When your business is struggling or you’re trying to move to a new lease elsewhere, you may need to break your lease. Usually, there is a part of the lease that goes over what you need to do if you want to break it, such as paying a termination fee or covering rent until a new tenant takes over.
Before you break a lease with your current landlord, there are several things to consider. You should make sure that breaking your lease is worth the cost, negotiate with your landlord and understand your obligations through your lease contract.
Is breaking the lease worth the cost?
The first thing you need to think over is if breaking the lease is worth the cost of ending the contract early. For example, if you will save $500 a month with a new lease but have to cover your old lease at $1,000 a month for six months until it runs out, then the move may end up costing you more than it’s worth in the short-term. However, if you believe you’ll see a large increase in profits or be able to find a replacement tenant, then you could decide it’s worth the expense.

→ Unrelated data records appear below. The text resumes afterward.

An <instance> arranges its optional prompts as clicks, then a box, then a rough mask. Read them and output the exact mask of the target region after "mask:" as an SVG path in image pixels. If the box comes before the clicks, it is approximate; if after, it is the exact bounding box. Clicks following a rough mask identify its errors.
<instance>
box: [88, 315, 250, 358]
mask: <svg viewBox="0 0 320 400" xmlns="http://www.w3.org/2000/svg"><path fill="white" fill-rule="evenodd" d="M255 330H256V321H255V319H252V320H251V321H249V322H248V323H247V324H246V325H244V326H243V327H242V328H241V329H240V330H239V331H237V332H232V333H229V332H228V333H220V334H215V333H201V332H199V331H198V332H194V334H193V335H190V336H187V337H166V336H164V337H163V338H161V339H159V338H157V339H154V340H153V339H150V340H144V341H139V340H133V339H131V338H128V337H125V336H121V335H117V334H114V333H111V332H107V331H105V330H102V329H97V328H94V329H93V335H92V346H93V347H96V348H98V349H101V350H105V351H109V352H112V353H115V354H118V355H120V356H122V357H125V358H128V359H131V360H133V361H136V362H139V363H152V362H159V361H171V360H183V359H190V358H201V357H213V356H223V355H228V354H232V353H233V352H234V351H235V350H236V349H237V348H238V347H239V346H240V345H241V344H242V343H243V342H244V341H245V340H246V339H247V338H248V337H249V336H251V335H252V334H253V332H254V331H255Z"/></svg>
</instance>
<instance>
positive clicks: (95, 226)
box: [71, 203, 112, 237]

Negotiate to end your lease
If you’re going to end your lease, talk to your landlord. They may be willing to work with you despite what your contract says. They may even help find a replacement tenant to get you out of the lease early, which could help you save money.
Understand your obligation
Finally, understand your obligations. You did agree to the lease and its terms. If there are issues with your landlord not covering maintenance or utilities as agreed, then you may have a way out of the lease without penalties.
If you’re breaking your lease early, get to know your legal rights
These are a few tips for breaking your commercial lease. Make sure you know your legal rights and obligations before you terminate a lease, so that you can walk away from this situation with a good reputation and be able to move forward without unnecessary expenses.